Doç. Dr. Necip Hablemitoğlu’nun 18 Aralık 2002’de evinin önünde uğradığı silahlı saldırı sonucu katledilmesine ilişkin soruşturmanın firari şüphelisi durumunda olan ve Bulgaristan’da tutuklu bulunan eski Özel Kuvvetler MAK Alay Komutanı Levent Göktaş hakkındaki iade talepnamesine T24 ulaştı. Talepnamede Göktaş, “tasarlayarak öldürme suçuna azmettirme” ve “suç işlemek amacıyla kurulan örgüte üye olmak” ile suçlandı. Eski MİT’çi Enver Altaylı ve Fetullah Gülen’in sağ kolu olarak bilinen Mustafa Özcan’ın cinayetin planlayıcısı olduğu belirtilen tebliğnamede, Göktaş’ın ise cinayetin azmettiricisi olduğu anlatıldı. Talepnamede, soruşturma kapsamında tutuklanan ve olay yerinde keşif yapan Bozkır’ın da ifadesinde, eylem talimatını Göktaş’ın verdiğini söylediği aktarıldı. Tarkan Mumcuoğlu'nun da tetiği çeken kişi olduğu kaydedildi
Eski Özel Kuvvetler Muharebe ve Arama Kurtarma (MAK) Alay Komutanı emekli Albay Levent Göktaş, Ankara Üniversitesi Öğretim Üyesi Doç. Dr. Necip Hablemitoğlu’nun suikast sonucu öldürülmesine ilişkin Ankara’da yürütülen soruşturma kapsamında hakkında çıkarılan gözaltı kararı sonrası firar etmişti. Türkiye’de yakalanamayan Göktaş, Bulgaristan sınırında yakalanarak gözaltına alınmıştı. Yakalanmasının ardından Türkiye, Adalet Bakanlığı üzerinden Dışişleri Bakanlığı aracılığıyla Bulgaristan’dan Göktaş’ın iadesini istemişti. Ankara Cumhuriyet Başsavcılığınca hazırlanarak Bulgaristan makamlarına gönderilen iade talepnamesine T24 ulaştı.
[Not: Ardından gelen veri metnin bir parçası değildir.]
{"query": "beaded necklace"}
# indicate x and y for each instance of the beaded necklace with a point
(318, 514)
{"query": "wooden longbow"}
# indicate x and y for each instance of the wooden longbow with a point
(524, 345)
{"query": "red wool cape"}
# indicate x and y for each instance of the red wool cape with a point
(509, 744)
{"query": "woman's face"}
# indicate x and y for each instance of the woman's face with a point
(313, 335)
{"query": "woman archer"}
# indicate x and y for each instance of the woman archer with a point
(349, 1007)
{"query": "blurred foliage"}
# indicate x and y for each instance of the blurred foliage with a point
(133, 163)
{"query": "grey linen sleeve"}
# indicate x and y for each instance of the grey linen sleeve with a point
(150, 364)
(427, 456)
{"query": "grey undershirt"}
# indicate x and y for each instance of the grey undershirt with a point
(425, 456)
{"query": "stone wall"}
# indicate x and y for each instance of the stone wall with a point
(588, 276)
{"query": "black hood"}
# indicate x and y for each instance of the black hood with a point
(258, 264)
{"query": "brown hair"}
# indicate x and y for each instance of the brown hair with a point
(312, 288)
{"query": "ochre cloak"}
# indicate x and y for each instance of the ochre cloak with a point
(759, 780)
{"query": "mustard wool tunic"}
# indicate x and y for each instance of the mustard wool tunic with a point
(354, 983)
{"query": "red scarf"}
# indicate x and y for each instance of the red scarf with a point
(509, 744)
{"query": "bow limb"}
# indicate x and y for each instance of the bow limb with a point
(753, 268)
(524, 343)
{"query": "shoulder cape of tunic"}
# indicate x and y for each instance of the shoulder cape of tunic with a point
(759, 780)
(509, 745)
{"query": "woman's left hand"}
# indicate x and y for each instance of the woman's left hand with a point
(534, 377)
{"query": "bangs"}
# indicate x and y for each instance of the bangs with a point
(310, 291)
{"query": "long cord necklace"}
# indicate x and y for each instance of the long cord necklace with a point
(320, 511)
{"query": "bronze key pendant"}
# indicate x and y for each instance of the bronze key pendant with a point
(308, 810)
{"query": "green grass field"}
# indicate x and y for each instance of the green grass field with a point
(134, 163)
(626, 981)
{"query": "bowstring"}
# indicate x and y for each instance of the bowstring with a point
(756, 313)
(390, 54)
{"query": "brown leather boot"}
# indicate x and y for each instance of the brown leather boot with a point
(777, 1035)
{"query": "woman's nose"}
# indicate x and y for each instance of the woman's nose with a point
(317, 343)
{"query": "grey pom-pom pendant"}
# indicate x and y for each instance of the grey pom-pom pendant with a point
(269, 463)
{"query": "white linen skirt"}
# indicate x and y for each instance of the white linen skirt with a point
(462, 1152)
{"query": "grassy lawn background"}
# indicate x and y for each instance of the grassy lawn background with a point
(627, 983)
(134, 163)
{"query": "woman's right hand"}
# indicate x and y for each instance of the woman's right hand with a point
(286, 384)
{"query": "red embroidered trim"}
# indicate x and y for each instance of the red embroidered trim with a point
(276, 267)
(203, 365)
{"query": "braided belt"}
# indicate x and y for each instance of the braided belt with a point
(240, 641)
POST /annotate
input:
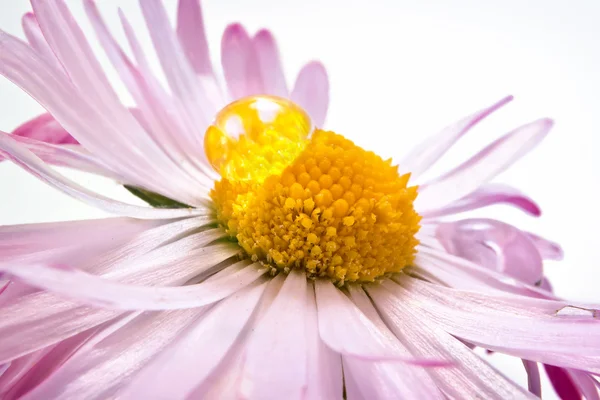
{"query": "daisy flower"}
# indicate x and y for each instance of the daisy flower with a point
(273, 259)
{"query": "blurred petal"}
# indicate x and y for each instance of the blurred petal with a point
(481, 168)
(192, 36)
(495, 245)
(240, 63)
(311, 91)
(432, 149)
(487, 195)
(270, 64)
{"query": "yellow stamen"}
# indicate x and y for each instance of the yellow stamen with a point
(317, 202)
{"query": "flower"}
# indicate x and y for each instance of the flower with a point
(278, 260)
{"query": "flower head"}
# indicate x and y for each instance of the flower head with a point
(274, 259)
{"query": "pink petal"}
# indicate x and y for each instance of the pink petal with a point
(548, 250)
(192, 36)
(487, 195)
(153, 106)
(280, 338)
(107, 363)
(71, 156)
(346, 330)
(311, 91)
(270, 64)
(506, 323)
(562, 383)
(198, 106)
(587, 385)
(240, 63)
(386, 379)
(470, 377)
(44, 320)
(534, 383)
(84, 118)
(45, 128)
(324, 365)
(32, 164)
(482, 167)
(433, 148)
(212, 336)
(495, 245)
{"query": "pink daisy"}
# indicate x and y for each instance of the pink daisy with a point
(274, 259)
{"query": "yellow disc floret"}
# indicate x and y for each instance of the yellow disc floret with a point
(324, 205)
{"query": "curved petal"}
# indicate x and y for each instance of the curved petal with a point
(212, 336)
(279, 344)
(270, 64)
(481, 168)
(487, 195)
(470, 377)
(105, 365)
(495, 245)
(548, 250)
(346, 330)
(32, 164)
(506, 323)
(192, 36)
(562, 383)
(240, 63)
(45, 128)
(421, 158)
(311, 91)
(325, 379)
(90, 289)
(534, 383)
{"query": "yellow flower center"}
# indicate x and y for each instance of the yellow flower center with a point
(314, 200)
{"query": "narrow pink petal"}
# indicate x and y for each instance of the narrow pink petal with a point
(562, 383)
(240, 63)
(225, 380)
(506, 323)
(44, 320)
(36, 39)
(192, 36)
(45, 128)
(548, 250)
(19, 154)
(383, 380)
(278, 346)
(153, 105)
(106, 364)
(178, 71)
(482, 167)
(433, 148)
(71, 156)
(346, 330)
(534, 383)
(51, 359)
(495, 245)
(311, 91)
(97, 291)
(270, 64)
(35, 242)
(487, 195)
(212, 336)
(470, 377)
(137, 159)
(587, 385)
(439, 260)
(325, 379)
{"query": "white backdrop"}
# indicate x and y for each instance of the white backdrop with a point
(400, 70)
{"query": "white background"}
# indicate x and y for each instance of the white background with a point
(400, 70)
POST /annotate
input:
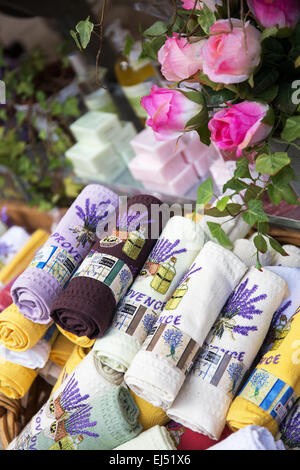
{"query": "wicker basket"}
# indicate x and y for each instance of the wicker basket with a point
(14, 416)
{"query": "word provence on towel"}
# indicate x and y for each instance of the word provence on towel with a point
(176, 249)
(87, 305)
(37, 287)
(273, 387)
(228, 352)
(102, 424)
(160, 367)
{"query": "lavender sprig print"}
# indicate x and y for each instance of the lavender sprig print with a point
(174, 339)
(241, 303)
(79, 422)
(90, 216)
(164, 250)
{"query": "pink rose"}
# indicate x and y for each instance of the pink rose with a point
(179, 58)
(169, 111)
(281, 13)
(226, 57)
(239, 126)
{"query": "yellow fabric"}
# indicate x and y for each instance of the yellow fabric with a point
(283, 363)
(76, 357)
(22, 259)
(82, 341)
(149, 415)
(15, 380)
(17, 332)
(61, 350)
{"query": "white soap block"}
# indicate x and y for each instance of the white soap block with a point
(96, 128)
(93, 160)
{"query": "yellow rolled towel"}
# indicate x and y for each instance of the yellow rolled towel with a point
(76, 357)
(149, 415)
(22, 259)
(273, 386)
(82, 341)
(17, 332)
(15, 380)
(61, 350)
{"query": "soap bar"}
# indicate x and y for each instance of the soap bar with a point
(178, 186)
(145, 142)
(96, 128)
(101, 161)
(145, 168)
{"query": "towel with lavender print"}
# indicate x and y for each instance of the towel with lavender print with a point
(171, 259)
(35, 290)
(228, 352)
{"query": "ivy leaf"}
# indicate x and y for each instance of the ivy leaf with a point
(291, 129)
(205, 192)
(270, 164)
(206, 18)
(255, 213)
(85, 29)
(219, 234)
(260, 243)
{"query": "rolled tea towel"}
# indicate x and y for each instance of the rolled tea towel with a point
(37, 287)
(228, 353)
(289, 429)
(61, 350)
(17, 332)
(249, 438)
(160, 367)
(273, 387)
(155, 438)
(87, 305)
(82, 386)
(149, 415)
(82, 341)
(11, 243)
(174, 252)
(247, 252)
(15, 380)
(103, 424)
(78, 354)
(292, 260)
(23, 257)
(186, 439)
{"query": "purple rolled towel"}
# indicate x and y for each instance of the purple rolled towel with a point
(39, 285)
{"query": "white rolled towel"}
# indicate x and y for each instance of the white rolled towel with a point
(292, 261)
(159, 369)
(247, 252)
(228, 352)
(249, 438)
(155, 438)
(174, 252)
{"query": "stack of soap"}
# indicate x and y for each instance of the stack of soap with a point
(160, 165)
(102, 149)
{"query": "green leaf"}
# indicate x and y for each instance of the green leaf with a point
(85, 29)
(270, 164)
(291, 129)
(218, 233)
(260, 243)
(205, 192)
(222, 203)
(156, 29)
(255, 213)
(206, 18)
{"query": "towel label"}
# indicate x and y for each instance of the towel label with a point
(107, 269)
(219, 369)
(135, 320)
(56, 261)
(174, 345)
(269, 393)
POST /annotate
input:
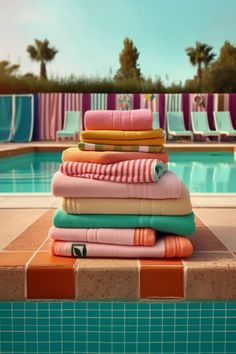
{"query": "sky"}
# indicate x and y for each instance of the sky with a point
(89, 34)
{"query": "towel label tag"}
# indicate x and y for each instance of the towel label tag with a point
(78, 250)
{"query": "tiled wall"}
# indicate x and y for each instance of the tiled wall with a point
(117, 327)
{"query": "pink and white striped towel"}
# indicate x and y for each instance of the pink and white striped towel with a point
(132, 171)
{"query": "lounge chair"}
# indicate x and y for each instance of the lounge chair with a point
(223, 123)
(200, 125)
(71, 125)
(175, 125)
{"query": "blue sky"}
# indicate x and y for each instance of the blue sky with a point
(89, 33)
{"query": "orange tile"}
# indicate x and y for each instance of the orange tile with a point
(161, 279)
(34, 235)
(45, 246)
(50, 277)
(12, 275)
(205, 240)
(14, 259)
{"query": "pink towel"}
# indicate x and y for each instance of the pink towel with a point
(138, 119)
(166, 247)
(131, 237)
(168, 186)
(132, 171)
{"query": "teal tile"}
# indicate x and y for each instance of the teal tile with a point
(68, 347)
(130, 347)
(80, 336)
(7, 347)
(55, 347)
(43, 347)
(143, 347)
(31, 347)
(93, 337)
(55, 336)
(30, 336)
(181, 348)
(7, 336)
(18, 305)
(5, 305)
(193, 347)
(155, 336)
(105, 347)
(93, 347)
(206, 347)
(168, 347)
(231, 347)
(168, 336)
(155, 347)
(143, 336)
(18, 347)
(43, 336)
(118, 337)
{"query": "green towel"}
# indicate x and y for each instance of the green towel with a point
(179, 225)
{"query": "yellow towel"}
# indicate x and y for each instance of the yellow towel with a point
(147, 142)
(120, 137)
(180, 206)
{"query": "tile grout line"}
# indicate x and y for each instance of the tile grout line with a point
(139, 279)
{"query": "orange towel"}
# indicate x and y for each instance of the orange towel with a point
(106, 157)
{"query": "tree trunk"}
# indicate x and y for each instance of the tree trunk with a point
(43, 70)
(199, 76)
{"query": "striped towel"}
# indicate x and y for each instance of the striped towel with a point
(128, 237)
(135, 148)
(132, 171)
(168, 246)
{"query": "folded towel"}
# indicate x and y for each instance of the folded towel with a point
(132, 171)
(180, 225)
(120, 137)
(74, 154)
(135, 237)
(137, 119)
(105, 147)
(167, 187)
(181, 206)
(168, 246)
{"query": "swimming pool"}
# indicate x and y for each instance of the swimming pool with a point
(201, 172)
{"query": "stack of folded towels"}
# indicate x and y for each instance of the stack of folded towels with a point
(118, 198)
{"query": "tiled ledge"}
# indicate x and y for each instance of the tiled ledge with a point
(28, 271)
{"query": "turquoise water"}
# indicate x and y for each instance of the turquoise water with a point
(201, 172)
(117, 327)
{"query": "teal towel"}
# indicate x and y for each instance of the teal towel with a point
(179, 225)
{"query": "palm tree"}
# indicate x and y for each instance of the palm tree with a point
(41, 52)
(200, 55)
(7, 69)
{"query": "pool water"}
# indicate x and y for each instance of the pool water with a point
(117, 327)
(201, 172)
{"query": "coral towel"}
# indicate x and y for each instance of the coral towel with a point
(137, 119)
(120, 137)
(167, 187)
(135, 237)
(180, 206)
(168, 246)
(132, 171)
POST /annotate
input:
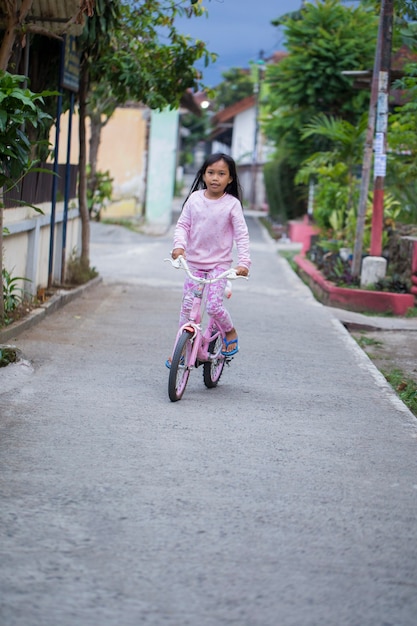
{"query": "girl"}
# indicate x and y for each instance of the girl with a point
(210, 223)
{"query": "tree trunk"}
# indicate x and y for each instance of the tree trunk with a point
(16, 14)
(82, 186)
(95, 139)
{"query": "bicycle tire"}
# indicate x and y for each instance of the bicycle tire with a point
(212, 370)
(180, 371)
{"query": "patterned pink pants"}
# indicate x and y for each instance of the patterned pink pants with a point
(213, 298)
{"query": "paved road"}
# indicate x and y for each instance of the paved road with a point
(285, 497)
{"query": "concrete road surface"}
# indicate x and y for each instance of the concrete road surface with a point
(285, 497)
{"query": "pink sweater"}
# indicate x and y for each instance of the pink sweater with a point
(207, 229)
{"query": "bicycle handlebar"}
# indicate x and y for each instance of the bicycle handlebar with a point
(181, 263)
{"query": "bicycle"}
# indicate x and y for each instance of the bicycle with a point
(195, 345)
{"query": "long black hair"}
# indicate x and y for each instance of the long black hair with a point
(233, 188)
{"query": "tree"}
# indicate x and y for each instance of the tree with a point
(402, 158)
(335, 171)
(323, 41)
(132, 51)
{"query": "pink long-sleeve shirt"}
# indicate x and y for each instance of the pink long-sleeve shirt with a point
(207, 229)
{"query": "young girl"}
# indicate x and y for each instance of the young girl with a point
(211, 221)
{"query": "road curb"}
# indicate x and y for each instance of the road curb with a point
(58, 300)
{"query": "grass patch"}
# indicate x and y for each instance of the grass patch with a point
(405, 387)
(289, 255)
(7, 356)
(365, 342)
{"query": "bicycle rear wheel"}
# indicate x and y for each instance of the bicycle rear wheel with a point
(212, 370)
(180, 371)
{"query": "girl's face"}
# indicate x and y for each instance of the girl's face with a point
(216, 177)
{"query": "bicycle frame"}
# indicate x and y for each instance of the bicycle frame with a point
(201, 339)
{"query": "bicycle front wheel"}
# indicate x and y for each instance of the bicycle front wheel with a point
(212, 370)
(180, 370)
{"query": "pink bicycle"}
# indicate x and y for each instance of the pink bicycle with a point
(195, 345)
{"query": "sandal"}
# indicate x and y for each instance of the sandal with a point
(230, 343)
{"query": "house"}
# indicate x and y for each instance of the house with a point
(236, 131)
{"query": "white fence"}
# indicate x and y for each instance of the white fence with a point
(27, 247)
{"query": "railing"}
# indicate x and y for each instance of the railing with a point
(36, 187)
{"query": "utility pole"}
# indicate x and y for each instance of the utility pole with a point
(255, 155)
(381, 65)
(380, 145)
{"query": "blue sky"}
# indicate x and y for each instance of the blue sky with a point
(237, 30)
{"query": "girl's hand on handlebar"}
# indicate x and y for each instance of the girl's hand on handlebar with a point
(178, 252)
(241, 271)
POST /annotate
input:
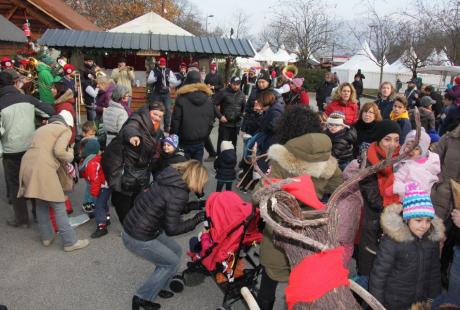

29 Eylül’de Bulgaristan makamlarına ulaşan 3 sayfalık talepnamede, Hablemitoğlu’nun, Türkiye’nin ulusal konularında araştırmalar yapan, kitaplar yazarak, konferanslar toplantılar düzenleyen bir akademisyen olduğu belirtilerek, yaptığı çalışmalardan rahatsızlık duyan bazı çevrelerin hedefi haline geldiği ifade edildi. Talep yazısında, Hablemitoğlu’nun öldürüldüğü günün detaylarına yer verilerek, 20 yıllık araştırma sonucunda, soruşturmada gelinen aşamada, olaya karışan şüphelilerin tespit edildiği ve bir kısım şüphelilerin yakın zamanda bu suçtan tutuklandıkları kaydedildi.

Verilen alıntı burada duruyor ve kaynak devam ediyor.